Software in Production
Here are software applications used by at least hundreds of users for their research.
xESMF: Universal Regridder for Geospatial Data (link)
Regridding is one of the most important needs in Atmospheric and Climate Data Analysis. xESMF combines the battle-tested ESMF and modern scientific Python stacks like Xarray and Dask to provide fast and easy-to-use regridding functionalities. I am also interested in how it can be integrated with the Pangeo big-data stack.
GEOS-Chem: Global Model of Atmospheric Chemistry and Composition (link)
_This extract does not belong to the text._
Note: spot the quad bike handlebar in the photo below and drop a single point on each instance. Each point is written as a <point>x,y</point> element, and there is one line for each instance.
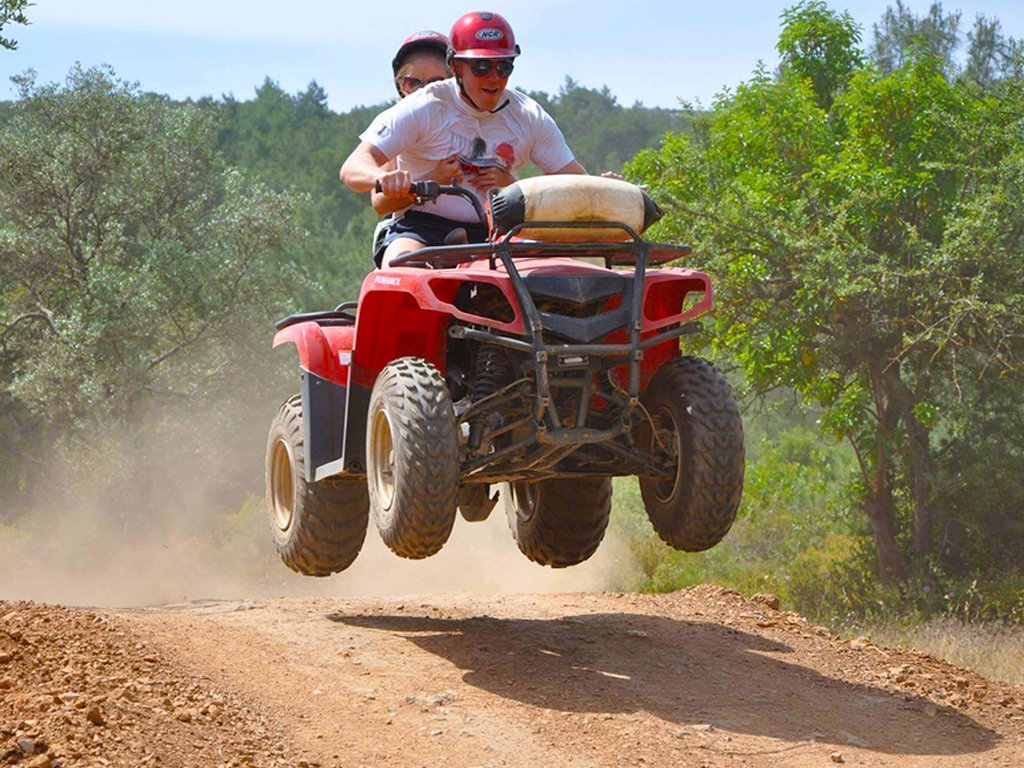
<point>429,192</point>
GEOS-Chem is a numerical model for atmospheric composition, supported by NASA and managed at Harvard. It is used by hundreds of groups worldwide and has been developed over 20+ years. My major contributions include: (1) Porting the original OpenMP-only code to MPI for multi-node parallelization. Unlike writing MPI code from scratch, refactoring an existing giant code base (~1 million lines of source code) imposes unique software engineering challenges. The new code uses the ESMF software framework on top of the original code, to minimize the changes to the original code base. (2) Bringing the model to the Amazon Web Services (AWS) cloud, including a cloud-HPC environment with ~1000 CPU cores.
Software in Prototype
They are typically for class projects or just for fun. They can be useful prototypes for building more serious software applications.
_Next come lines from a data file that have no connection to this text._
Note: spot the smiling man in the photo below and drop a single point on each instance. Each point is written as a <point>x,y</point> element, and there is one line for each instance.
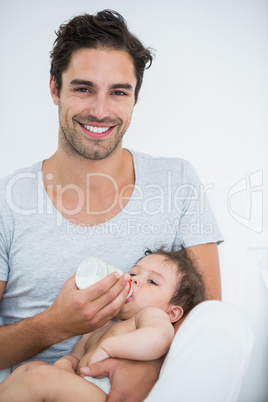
<point>49,210</point>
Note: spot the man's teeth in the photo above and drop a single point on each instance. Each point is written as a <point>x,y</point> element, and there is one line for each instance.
<point>98,130</point>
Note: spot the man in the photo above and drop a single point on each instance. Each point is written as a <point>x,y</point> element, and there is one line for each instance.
<point>92,197</point>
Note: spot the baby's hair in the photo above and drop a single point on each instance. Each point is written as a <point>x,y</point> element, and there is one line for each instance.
<point>191,289</point>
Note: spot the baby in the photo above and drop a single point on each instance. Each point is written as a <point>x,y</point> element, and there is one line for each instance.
<point>165,286</point>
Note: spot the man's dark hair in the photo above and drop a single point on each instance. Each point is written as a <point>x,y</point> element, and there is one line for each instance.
<point>105,30</point>
<point>191,290</point>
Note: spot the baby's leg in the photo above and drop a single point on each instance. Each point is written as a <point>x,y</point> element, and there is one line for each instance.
<point>19,372</point>
<point>48,383</point>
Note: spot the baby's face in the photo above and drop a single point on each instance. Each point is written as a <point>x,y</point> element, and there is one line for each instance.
<point>154,281</point>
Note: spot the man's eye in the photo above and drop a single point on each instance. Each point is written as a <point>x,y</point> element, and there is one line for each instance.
<point>152,282</point>
<point>119,93</point>
<point>83,90</point>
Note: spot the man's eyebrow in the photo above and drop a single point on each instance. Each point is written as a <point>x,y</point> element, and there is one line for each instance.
<point>122,86</point>
<point>77,81</point>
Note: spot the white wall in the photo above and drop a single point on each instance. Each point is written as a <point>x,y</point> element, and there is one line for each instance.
<point>204,99</point>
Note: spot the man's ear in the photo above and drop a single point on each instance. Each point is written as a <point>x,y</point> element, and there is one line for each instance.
<point>175,313</point>
<point>54,90</point>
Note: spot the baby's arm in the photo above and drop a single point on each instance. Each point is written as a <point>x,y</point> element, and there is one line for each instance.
<point>70,362</point>
<point>150,338</point>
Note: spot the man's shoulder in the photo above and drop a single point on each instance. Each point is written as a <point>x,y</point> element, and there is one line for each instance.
<point>20,182</point>
<point>160,165</point>
<point>26,171</point>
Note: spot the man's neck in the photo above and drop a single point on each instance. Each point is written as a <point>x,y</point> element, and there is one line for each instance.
<point>97,190</point>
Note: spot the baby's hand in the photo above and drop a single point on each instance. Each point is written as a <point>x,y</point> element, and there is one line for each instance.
<point>97,356</point>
The Cubed-Sphere grid is getting increasingly popular in atmospheric modeling, in part due to its excellent scalability on massively parallel architecture. For example, it is used by NOAA's next generation global weather prediction system. Interestingly, such grid is also used for extending convolutional neural networks to spherical geometries. Unlike the well-known latitude-longitude grid, Cubed-Sphere can be a bit unintuitive at first glance (although it is actually super intuitive!). A good visualization can let people understand the grid geometry quickly without dividing into the math. The code uses Plotly Python API to generate JavaScript that runs in user's browser.
Cubed-Sphere Data Processing (link)
A tiny package to facilitate the processing of cubed-sphere data with Xarray. It implements a fast weighted-binning algorithm for taking zonal mean over curvilinear grids, 10x faster than the reference implementation. It is used in one of my papers.
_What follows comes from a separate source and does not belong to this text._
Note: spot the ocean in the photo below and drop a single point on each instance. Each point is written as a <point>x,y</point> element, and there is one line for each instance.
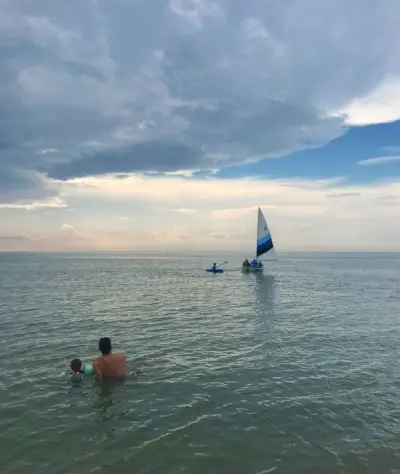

2D High-order Advection Solver in TensorFlow (link)
No one prevents you from using neural network libraries like TensorFlow & PyTorch for general-purpose scientific computing :) This can be a quick way to make code running on GPU/TPU. The code implements a second-order flux-limited scheme using TensorFlow Eager Execution.
Neural Network ODE Solver (link)
The code implements a very old and simple idea that the solution to an Ordinary Differential Equation (ODE) can be parameterized by a neural network and "solved" by minimizing a loss function. It uses HIPS-autograd to perform automatic differentiation on NumPy functions. (It is NOT about the fancy new paper on Neural ODEs!)
Parallel K-means (link)
K-means is a simple and highly-parallelizable unsupervised clustering algorithm. The code parallelizes K-means by OpenMP, MPI, hybrid OpenMP-MPI, and CUDA C.